Что касается Адама Мицкевича, то этот уже прославившийся польский поэт за принадлежность к свободолюбивому обществу при Виленском университете — филаретов, «друзей добродетели» — пару лет назад был выслан из Польши во внутренние губернии России, и Москва, вечно оппозиционная к правительству, всячески ласкала его, развлекала и выказывала ему даже не восхищение, а преклонение. Он принят был повсюду. В самом деле, даже самых просвещённых москвичей он мог поразить помимо поэзии своей образованностью: знал французский, немецкий, английский, итальянский, испанский, латинский, греческий языки, по-русски говорил уже вполне правильно и держался при этом всегда ровно, корректно, приветливо.
Баратынский был, несомненно, красив. Но Мицкевича можно было назвать просто прекрасным: чёрные роскошные волосы ниспадали ему на плечи, на лице играл яркий румянец, нос был прям, а длинные ресницы загнуты, как у девушки. Между ними низкорослый, вертлявый, с изменчивым и странным лицом Пушкин похож был на гнома.
Винные пары привели его в отличное расположение духа. Он расточал шутки и любезности.
— Твоя «Эда» — чудо, — говорил он Баратынскому. — Какого совершенства, какого разнообразия ты достиг! Гусар, Эда, поэт изъясняются по-своему. А описание лифляндской природы! А утро после первой ночи! А сцена с отцом! Всё — чудо. Поэма — образец грациозности, изящества, чувства. Я в восторге... Но ведь я давно предвидел, что ты превзойдёшь и Парни[294], и Батюшкова, и всех нас...
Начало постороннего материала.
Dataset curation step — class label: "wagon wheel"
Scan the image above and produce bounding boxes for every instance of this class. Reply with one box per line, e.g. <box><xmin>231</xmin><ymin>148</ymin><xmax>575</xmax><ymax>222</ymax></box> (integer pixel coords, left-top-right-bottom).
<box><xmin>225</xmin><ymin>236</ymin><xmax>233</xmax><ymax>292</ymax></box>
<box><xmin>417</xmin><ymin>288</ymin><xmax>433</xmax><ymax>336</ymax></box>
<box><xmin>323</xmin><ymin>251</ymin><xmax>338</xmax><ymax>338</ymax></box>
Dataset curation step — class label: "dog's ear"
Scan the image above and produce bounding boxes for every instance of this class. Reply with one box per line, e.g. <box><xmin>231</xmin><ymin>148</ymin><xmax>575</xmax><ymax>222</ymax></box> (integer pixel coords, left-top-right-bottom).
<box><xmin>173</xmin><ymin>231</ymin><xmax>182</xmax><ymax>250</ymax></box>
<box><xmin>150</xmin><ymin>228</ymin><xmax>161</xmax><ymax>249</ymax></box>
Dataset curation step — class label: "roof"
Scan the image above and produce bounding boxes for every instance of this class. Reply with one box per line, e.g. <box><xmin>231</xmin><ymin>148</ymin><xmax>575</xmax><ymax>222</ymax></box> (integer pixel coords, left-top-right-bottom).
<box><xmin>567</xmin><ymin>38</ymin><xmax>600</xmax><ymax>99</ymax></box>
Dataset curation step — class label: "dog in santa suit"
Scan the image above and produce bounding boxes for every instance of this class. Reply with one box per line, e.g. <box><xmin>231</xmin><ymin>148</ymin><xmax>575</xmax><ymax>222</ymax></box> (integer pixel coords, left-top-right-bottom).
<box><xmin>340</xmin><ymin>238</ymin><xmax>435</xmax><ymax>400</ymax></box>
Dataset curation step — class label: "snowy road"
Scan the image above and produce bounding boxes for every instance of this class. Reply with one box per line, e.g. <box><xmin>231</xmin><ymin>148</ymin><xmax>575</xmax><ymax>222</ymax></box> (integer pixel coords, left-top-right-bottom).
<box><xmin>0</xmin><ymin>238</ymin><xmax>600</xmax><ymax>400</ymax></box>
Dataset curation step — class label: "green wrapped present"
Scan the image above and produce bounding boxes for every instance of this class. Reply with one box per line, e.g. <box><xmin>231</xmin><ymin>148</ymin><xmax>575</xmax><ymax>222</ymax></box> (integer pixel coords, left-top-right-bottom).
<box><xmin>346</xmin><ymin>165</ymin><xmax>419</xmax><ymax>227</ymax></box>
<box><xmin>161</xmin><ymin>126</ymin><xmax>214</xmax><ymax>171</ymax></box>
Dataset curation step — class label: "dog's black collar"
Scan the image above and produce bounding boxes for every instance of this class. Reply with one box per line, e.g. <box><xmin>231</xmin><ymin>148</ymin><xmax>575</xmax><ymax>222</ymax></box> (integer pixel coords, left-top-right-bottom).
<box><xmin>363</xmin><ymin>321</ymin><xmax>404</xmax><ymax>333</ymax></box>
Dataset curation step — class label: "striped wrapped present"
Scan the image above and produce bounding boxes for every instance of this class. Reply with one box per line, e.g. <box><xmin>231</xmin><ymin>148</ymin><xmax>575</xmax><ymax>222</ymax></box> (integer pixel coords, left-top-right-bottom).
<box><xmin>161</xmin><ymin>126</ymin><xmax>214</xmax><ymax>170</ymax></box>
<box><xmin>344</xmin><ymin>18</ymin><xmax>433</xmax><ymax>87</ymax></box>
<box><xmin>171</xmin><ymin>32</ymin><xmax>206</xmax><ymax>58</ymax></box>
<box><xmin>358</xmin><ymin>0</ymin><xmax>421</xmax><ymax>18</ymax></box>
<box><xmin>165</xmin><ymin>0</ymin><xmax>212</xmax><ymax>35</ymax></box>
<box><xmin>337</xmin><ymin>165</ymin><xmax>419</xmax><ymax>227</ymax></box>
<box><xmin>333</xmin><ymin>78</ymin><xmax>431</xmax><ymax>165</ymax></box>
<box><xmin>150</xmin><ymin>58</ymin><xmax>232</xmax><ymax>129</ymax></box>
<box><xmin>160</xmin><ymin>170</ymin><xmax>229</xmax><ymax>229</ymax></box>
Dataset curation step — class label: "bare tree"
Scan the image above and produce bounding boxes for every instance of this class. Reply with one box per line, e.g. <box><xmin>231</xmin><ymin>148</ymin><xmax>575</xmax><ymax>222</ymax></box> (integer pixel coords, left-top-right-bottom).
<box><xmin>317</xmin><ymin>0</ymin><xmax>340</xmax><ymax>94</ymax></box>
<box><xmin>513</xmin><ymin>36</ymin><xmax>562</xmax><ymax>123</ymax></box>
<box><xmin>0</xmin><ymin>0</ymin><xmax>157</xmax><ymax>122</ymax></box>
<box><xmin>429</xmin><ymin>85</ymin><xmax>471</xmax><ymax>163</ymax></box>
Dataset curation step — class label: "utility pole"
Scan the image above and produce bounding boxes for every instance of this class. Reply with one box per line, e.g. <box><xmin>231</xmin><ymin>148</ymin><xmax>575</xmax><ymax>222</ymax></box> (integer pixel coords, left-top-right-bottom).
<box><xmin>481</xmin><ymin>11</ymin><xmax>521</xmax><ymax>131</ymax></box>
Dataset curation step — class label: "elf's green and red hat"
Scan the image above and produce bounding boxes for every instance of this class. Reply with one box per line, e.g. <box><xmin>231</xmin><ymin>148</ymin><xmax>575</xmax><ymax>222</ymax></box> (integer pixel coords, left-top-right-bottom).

Баратынский зарделся от удовольствия.
— Милый Пушкин, внимание к моим стихам поднимает их и в моих глазах... Но говорят, я лишь подражаю тебе... — По лицу Баратынского пробежала тень.
— Перестань! В том-то и дело, что ты вполне оригинален.
— Благодарю за дружбу. А помнишь наше петербургское братство? Ты, да Дельвиг, да Кюхельбекер, да я...
Пушкин ответил радостным звонким смехом.
— Читал ваши «Крымские сонеты», — обратился он к Мицкевичу. — Прекрасно даже в переводе. Но я сам буду вас переводить!
— Благодарю вас. — Глаза у Мицкевича были печальные, в лице — задумчивость.
— Да, потому что у нас с вами одна и та же судьба — судьба ссыльных...
— Ах, Александр Сергеевич! О приёме, оказанном мне в Москве, я не мог и мечтать...
— Я сказал своей няне Арине: царь строг, а всё даст поесть... Вот так и случилось. — И снова зазвенел его смех.
Подошёл Соболевский, изрядно навеселе. В руках он держал недавно вышедшую из типографии Рене-Семёна[295] при императорской Медико-хирургической академии вторую главу «Евгения Онегина» — тоненькую книжку в 42 страницы, в бумажном переплёте, с виньеткой и наборной рамкой.
Он чокнулся и подмигнул Пушкину.
— Дела идут!
Дела в самом деле были не так уж плохи. По поводу второй главы «Евгения Онегина» в гостиницу к Пушкину приезжал сам цензор, ординарный профессор Московского университета Иван Михайлович Снегирёв, высокий, тощий, с расчёсанными на пробор мягкими волосами и с выражением педантичной сухости на лице. Но к Пушкину он проявил величайшую любезность, объявив, что почитает за честь лично познакомиться со знаменитым поэтом. И поправки потребовал в общем-то незначительные: вместо «И небо раб благословил» — «Мужик судьбу благословил»... И вот Соболевский уже отвёз ему новую рукопись — «Графа Нулина»! Что ж делать? Придётся и «Цыган» скорее печатать. От отца не получит он ни копейки. А на что жить? А если жениться, так уж тут нужен постоянный доход. Чудеса! Какие-то новые времена! Он, чьё дворянство имело свыше шестисот лет, ради куска хлеба должен сделаться литератором-профессионалом! Такого никогда не было. Раньше служили, но служить он не хотел.
— Дела идут! — воскликнул Пушкин и вновь чокнулся с Соболевским. — Я, байбак, скоро к тебе перееду.
Подошёл Веневитинов — он прижимал к впалой груди бокал с шампанским.
— Ваша вторая песнь «Онегина» по изобретению, по изображению характеров несравненно превосходит первую, — сказал он значительно.
Чудо-юноша! И всё же в молодости нужна бешеная радость жизни, да побольше — это хорошо и для поэта, и для творений его.